Bugüne kadar ülkemizde dinozor fosili keşfedilmiş midir? Ya da neden keşfedilmemiştir? Ülkemizde dinozor fosili bulunması gerekir mi? Gerekirse, neden şimdiye dek bulunmamıştır? İşte merak edilen cevaplar:
Türkiye’de neden dinozor fosili ya da fosil yatakları yoktur? Tüm bu soruların cevabını almak için, jeoloji bilim alanında kabul gören ve her geçen yıl gittikçe geliştirilen, dinozorların yaşadığı geçmiş jeolojik dönemleri de kapsayan palinspastik Dünya haritalarına şöyle bir bakmamız ve incelememiz yeterli olacaktır.
Günümüzden yaklaşık 245 milyon yıl önce, yani dinozorların yeryüzünde ortaya çıkmaya başladığı dönemde kıtaların bugünkü gibi dağınık olmadığı, bir bütün halinde, birleşik olduğu biliniyor. O dönemin kıtasal alanları, Dünyanın batısında Gondvana adı verilen, kuzey-güney doğrultusunda uzanan bir anakara kütlesinden ve doğuda büyük bir iç denizi bir yüzük gibi çevreleyen büyük adalar zincirinden oluşuyordu. Tüm bu kıtasal alanı Pantalassa adı verilen büyük bir okyanus çevreliyordu.

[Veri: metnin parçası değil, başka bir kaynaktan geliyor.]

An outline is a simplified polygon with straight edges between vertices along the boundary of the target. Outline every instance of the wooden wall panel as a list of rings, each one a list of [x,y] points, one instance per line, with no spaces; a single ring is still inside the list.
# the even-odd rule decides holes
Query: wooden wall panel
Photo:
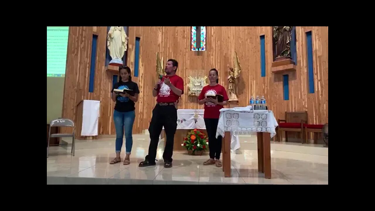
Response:
[[[111,125],[108,123],[111,121],[114,106],[110,100],[109,93],[112,88],[112,76],[105,71],[104,67],[106,27],[94,27],[96,32],[93,31],[93,27],[69,27],[62,116],[75,119],[77,105],[81,100],[100,101],[98,132],[100,134],[109,134]],[[93,33],[98,35],[98,39],[94,92],[90,93],[88,83]],[[62,131],[71,131],[66,129]],[[76,133],[78,137],[80,131]]]
[[[75,113],[74,104],[81,99],[101,101],[99,133],[114,134],[112,116],[114,103],[110,99],[112,75],[105,71],[106,27],[97,27],[99,36],[95,90],[88,92],[92,27],[71,27],[69,32],[63,116]],[[264,95],[276,118],[284,119],[285,111],[307,110],[309,122],[324,124],[328,121],[328,30],[326,27],[297,27],[297,70],[290,73],[290,100],[283,99],[282,76],[271,72],[273,61],[271,27],[208,27],[207,49],[190,51],[190,27],[130,27],[128,64],[134,75],[136,37],[141,38],[139,77],[133,80],[140,91],[136,103],[134,133],[147,129],[156,99],[153,87],[157,80],[155,72],[157,51],[164,57],[179,63],[177,74],[184,80],[185,94],[180,99],[181,109],[202,109],[197,98],[188,95],[188,76],[202,76],[210,69],[219,71],[219,83],[227,88],[226,65],[233,65],[234,51],[242,66],[238,81],[240,106],[248,105],[252,95]],[[308,93],[306,32],[312,31],[315,93]],[[260,36],[265,35],[266,76],[261,77]],[[73,102],[74,102],[74,103]]]

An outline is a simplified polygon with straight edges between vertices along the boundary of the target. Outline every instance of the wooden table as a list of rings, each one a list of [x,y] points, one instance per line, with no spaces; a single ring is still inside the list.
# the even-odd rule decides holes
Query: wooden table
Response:
[[[271,179],[271,136],[268,133],[257,133],[258,171],[264,173],[264,177]],[[231,177],[231,132],[225,131],[223,141],[223,171],[225,177]]]

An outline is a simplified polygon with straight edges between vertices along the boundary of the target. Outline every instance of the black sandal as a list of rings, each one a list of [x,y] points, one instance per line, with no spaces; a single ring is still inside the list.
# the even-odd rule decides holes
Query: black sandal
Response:
[[[164,168],[170,168],[172,167],[172,162],[166,161],[164,162]]]
[[[158,160],[156,159],[155,159],[155,160],[158,161]],[[147,159],[147,156],[146,156],[146,158],[145,159],[144,161],[140,163],[140,164],[138,166],[140,167],[146,167],[146,166],[155,166],[156,164],[156,163],[155,162],[150,163]]]

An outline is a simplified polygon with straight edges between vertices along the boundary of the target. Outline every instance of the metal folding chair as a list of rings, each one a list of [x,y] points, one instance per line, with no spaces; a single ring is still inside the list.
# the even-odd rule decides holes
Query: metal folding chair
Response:
[[[51,134],[51,128],[52,127],[72,127],[73,128],[72,134],[66,133],[56,133]],[[50,124],[50,128],[48,129],[48,143],[47,145],[47,157],[48,157],[48,151],[50,150],[50,138],[65,138],[72,137],[73,138],[73,140],[71,144],[55,144],[52,145],[51,146],[71,146],[72,152],[71,153],[73,154],[73,156],[74,156],[74,151],[75,150],[74,142],[74,122],[67,119],[58,119],[51,121],[51,124]]]

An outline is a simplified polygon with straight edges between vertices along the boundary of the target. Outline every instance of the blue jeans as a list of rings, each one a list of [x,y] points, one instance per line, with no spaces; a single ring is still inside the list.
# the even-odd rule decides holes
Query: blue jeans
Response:
[[[132,132],[133,125],[135,118],[135,111],[127,112],[120,112],[115,110],[113,113],[113,120],[116,128],[116,152],[121,151],[122,147],[123,138],[124,137],[124,129],[125,128],[125,148],[126,154],[130,154],[133,146],[133,137]]]

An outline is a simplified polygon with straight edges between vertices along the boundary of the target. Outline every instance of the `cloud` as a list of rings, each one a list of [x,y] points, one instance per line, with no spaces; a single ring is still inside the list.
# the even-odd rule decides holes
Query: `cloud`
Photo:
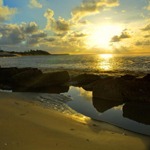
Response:
[[[145,35],[144,38],[150,38],[150,34]]]
[[[0,22],[9,20],[11,16],[16,14],[16,12],[16,8],[9,8],[7,6],[3,6],[3,0],[0,0]]]
[[[150,31],[150,24],[146,25],[146,27],[141,29],[142,31]]]
[[[137,41],[135,45],[136,46],[150,46],[150,40]]]
[[[25,35],[21,31],[21,28],[17,25],[3,25],[0,26],[0,32],[2,34],[0,38],[1,45],[15,45],[21,43],[25,39]]]
[[[146,10],[150,10],[150,0],[147,0],[147,6],[145,7]]]
[[[30,22],[28,24],[22,23],[21,27],[25,33],[30,33],[30,34],[38,30],[38,25],[35,22]]]
[[[83,17],[99,13],[105,8],[119,5],[119,0],[83,0],[82,4],[72,11],[74,20],[80,20]]]
[[[47,30],[52,30],[56,33],[66,32],[70,30],[71,27],[70,21],[66,21],[62,17],[59,17],[58,20],[55,20],[53,10],[48,9],[44,13],[44,17],[47,18],[47,25],[46,25]]]
[[[1,45],[39,45],[47,38],[47,34],[39,30],[35,22],[0,25]]]
[[[130,37],[131,37],[130,34],[127,33],[126,30],[124,30],[124,31],[122,31],[121,35],[113,36],[110,42],[120,42],[123,39],[127,39],[127,38],[130,38]]]
[[[30,8],[42,8],[43,6],[37,0],[30,0],[29,7]]]

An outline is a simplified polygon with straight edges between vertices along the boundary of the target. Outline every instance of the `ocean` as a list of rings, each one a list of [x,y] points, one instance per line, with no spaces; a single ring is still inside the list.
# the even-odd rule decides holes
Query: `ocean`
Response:
[[[73,70],[108,74],[150,73],[150,55],[50,55],[1,57],[1,67],[36,67],[41,70]]]
[[[150,73],[150,55],[101,54],[0,57],[0,66],[19,68],[36,67],[43,71],[69,70],[116,76],[123,74],[145,75]],[[94,105],[92,92],[85,91],[80,87],[71,86],[68,92],[61,94],[71,98],[66,105],[78,113],[95,120],[104,121],[133,132],[150,136],[150,123],[147,123],[150,121],[149,116],[146,118],[145,116],[147,115],[144,115],[144,119],[140,118],[140,116],[137,116],[139,113],[136,113],[136,108],[135,110],[132,108],[132,115],[130,109],[126,109],[126,104],[112,107],[101,113],[99,107]],[[45,105],[53,104],[49,97],[44,98],[48,101]],[[57,108],[60,103],[55,102],[54,104],[52,106]],[[66,109],[64,106],[65,104],[61,106],[62,110]],[[140,111],[142,114],[146,114],[145,110],[147,107],[150,108],[147,105],[141,107]],[[58,109],[60,110],[60,107]],[[133,112],[135,113],[133,114]]]

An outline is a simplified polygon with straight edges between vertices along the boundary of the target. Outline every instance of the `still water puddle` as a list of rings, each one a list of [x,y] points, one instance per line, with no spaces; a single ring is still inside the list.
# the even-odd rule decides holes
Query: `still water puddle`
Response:
[[[92,99],[92,92],[72,86],[64,94],[69,95],[72,99],[67,102],[67,105],[85,116],[133,132],[150,135],[150,105],[136,103],[110,104],[110,102],[94,100]]]

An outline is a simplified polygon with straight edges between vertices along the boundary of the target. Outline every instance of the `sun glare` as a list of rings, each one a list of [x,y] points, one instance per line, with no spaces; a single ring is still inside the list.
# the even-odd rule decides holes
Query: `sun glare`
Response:
[[[119,25],[96,26],[92,29],[91,34],[87,38],[87,46],[90,48],[111,49],[111,38],[120,34],[121,31],[122,27]]]

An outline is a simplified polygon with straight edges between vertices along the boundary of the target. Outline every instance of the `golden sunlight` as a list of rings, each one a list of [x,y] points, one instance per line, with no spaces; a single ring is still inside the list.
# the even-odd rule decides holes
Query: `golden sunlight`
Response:
[[[87,46],[103,49],[111,49],[110,41],[115,35],[120,34],[122,27],[120,25],[94,26],[91,34],[87,38]]]
[[[111,64],[111,59],[113,58],[112,54],[100,54],[99,58],[101,60],[99,64],[100,69],[104,71],[108,71],[112,69],[112,64]]]

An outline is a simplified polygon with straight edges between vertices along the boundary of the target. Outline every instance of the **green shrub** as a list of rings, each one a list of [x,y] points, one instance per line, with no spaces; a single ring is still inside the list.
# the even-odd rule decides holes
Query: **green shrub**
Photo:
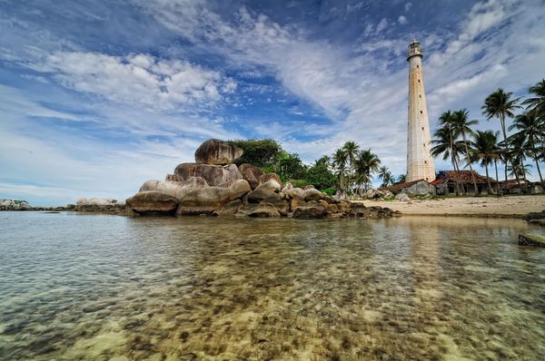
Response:
[[[326,188],[325,190],[322,190],[322,191],[324,192],[325,194],[327,194],[328,196],[332,197],[335,195],[337,189],[336,188]]]

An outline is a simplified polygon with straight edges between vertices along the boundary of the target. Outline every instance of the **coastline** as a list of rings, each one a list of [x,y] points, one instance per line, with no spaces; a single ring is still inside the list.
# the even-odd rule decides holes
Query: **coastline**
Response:
[[[366,207],[388,207],[403,216],[480,217],[525,219],[528,213],[545,210],[545,195],[460,197],[413,200],[411,202],[362,200]]]

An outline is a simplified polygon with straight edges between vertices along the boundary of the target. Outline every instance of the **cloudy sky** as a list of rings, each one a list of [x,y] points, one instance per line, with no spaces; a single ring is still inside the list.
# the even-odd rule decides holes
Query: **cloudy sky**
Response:
[[[413,38],[432,130],[545,77],[545,0],[0,0],[0,198],[124,199],[213,137],[404,173]]]

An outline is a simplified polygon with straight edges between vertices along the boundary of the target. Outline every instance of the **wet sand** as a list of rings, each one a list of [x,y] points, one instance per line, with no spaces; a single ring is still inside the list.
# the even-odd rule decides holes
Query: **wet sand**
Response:
[[[365,200],[367,207],[388,207],[405,215],[478,216],[520,218],[545,210],[545,195],[506,197],[461,197],[409,202]]]
[[[0,359],[537,360],[520,220],[0,215]]]

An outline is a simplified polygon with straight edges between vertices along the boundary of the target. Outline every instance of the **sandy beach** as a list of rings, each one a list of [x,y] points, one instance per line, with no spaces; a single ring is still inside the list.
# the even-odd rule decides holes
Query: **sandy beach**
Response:
[[[364,200],[367,207],[388,207],[405,215],[520,217],[545,210],[545,195],[493,197],[461,197],[411,202]]]

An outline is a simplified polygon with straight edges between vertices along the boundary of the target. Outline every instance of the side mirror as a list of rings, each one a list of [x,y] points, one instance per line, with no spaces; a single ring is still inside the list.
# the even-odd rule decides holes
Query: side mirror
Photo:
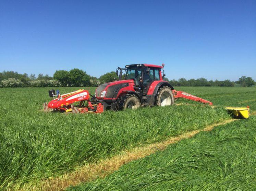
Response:
[[[150,71],[150,69],[149,68],[147,68],[146,69],[146,71],[148,74],[149,74],[149,72]]]
[[[53,97],[55,95],[55,90],[50,90],[49,91],[49,96],[51,97]]]

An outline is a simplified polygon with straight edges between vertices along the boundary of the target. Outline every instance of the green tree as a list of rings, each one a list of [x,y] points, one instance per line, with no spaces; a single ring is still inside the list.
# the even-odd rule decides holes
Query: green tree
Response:
[[[184,78],[181,78],[178,80],[178,82],[180,84],[181,86],[187,86],[187,81]]]
[[[115,80],[114,78],[117,78],[115,72],[112,71],[110,72],[108,72],[105,74],[101,76],[99,79],[103,82],[107,83]]]
[[[229,79],[226,79],[224,80],[224,85],[225,87],[233,87],[235,86],[235,83],[231,82]]]
[[[71,84],[70,74],[66,70],[56,70],[53,74],[53,78],[60,82],[64,86],[69,85]]]
[[[178,82],[174,79],[173,79],[170,80],[169,81],[169,82],[170,82],[170,83],[171,84],[171,85],[173,86],[179,86],[178,85]]]
[[[72,86],[80,87],[90,85],[90,77],[86,73],[77,68],[75,68],[69,71]]]
[[[246,85],[250,87],[255,84],[255,82],[252,77],[247,77],[245,80],[245,82]]]
[[[187,85],[189,86],[195,86],[196,81],[194,79],[191,79],[187,80]]]
[[[243,76],[240,78],[238,79],[237,83],[241,85],[241,86],[243,87],[245,87],[246,86],[246,83],[245,83],[245,79],[246,77]]]

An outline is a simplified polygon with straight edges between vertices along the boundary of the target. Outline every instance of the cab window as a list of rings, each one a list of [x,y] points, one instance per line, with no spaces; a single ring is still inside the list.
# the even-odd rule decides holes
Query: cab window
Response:
[[[135,78],[138,80],[139,80],[139,77],[141,76],[141,71],[140,69],[137,67],[133,68],[131,67],[126,70],[127,72],[125,75],[126,79]]]
[[[159,70],[155,69],[155,80],[160,80],[160,76],[159,76]]]

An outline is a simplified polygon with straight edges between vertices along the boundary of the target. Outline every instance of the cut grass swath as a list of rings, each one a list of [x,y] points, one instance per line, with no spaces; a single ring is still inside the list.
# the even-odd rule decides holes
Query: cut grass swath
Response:
[[[67,190],[255,190],[256,117],[201,132]]]

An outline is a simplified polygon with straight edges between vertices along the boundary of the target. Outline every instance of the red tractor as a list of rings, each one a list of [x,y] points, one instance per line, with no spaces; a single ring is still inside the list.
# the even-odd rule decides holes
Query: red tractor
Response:
[[[163,79],[164,66],[164,64],[162,66],[139,64],[127,65],[125,68],[118,67],[116,73],[119,80],[100,85],[96,89],[95,96],[91,95],[91,99],[86,90],[80,90],[62,95],[58,90],[57,95],[53,90],[49,90],[50,97],[58,97],[48,104],[45,103],[44,109],[74,113],[101,113],[107,109],[136,109],[142,106],[171,105],[179,98],[212,104],[209,101],[174,90]],[[122,80],[123,78],[124,79]],[[85,101],[88,102],[86,105]],[[76,107],[71,105],[77,101],[80,102]]]

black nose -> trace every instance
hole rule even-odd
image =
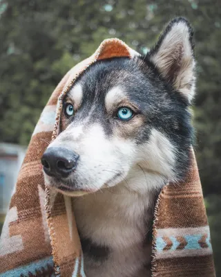
[[[44,172],[49,176],[67,177],[77,167],[79,155],[64,148],[49,148],[41,157]]]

Bunların dışında, karasal alanlar arasında kalan büyük su kütlesinin kuzeyinde, giderek yok olan Paleotetis Okyanusu, güneyinde de yeni oluşmaya ve genişlemeye başlayan Neotetis Okyanusu yer alıyordu. Bu iki okyanusu birbirinden ayıran, kuzeybatı güneydoğu uzanımlı bir okyanus ortası eşik yani yükselti alanı vardı. Kimmer Kıtası olarak adlandırılan adalar zinciri, günümüzdeki karasal alanlara (Anadolu, İran ve Tibet) karşılık gelen küçük adalar yani mikro kıtalar topluluğuydu. Bu adalar zincirine ve onun kuzeyinde ve güneyinde yer alan her iki okyanusa ait plakalar, levha tektoniği kuramına göre saat yönünün tersine, kuzeye doğru hareket halindeydi.
Günümüzden 195 milyon yıl önce Erken Jura Döneminde, Neotetis Okyanusunun daha da büyüdüğü, Paleotetis Okyanusunun ise kuzeyde gittikçe daraldığı ve ülkemizin de içinde yer aldığı adalar zincirinin kuzeydeki büyük kıtaya (Lavrasya) daha da yaklaştığı görülmektedir. Geç Jura Döneminde (152 milyon yıl önce) Paleotetis Okyanusunun tamamen yok olduğu ve Neotetis Okyanusunun bunun yerini aldığı görülmektedir. Gerek bu dönemde gerekse Erken Kretase Döneminde (94 milyon yıl önce) Anadolu’nun da içinde yer aldığı adalar zinciri hâlâ bu coğrafi özelliğini koruyordu.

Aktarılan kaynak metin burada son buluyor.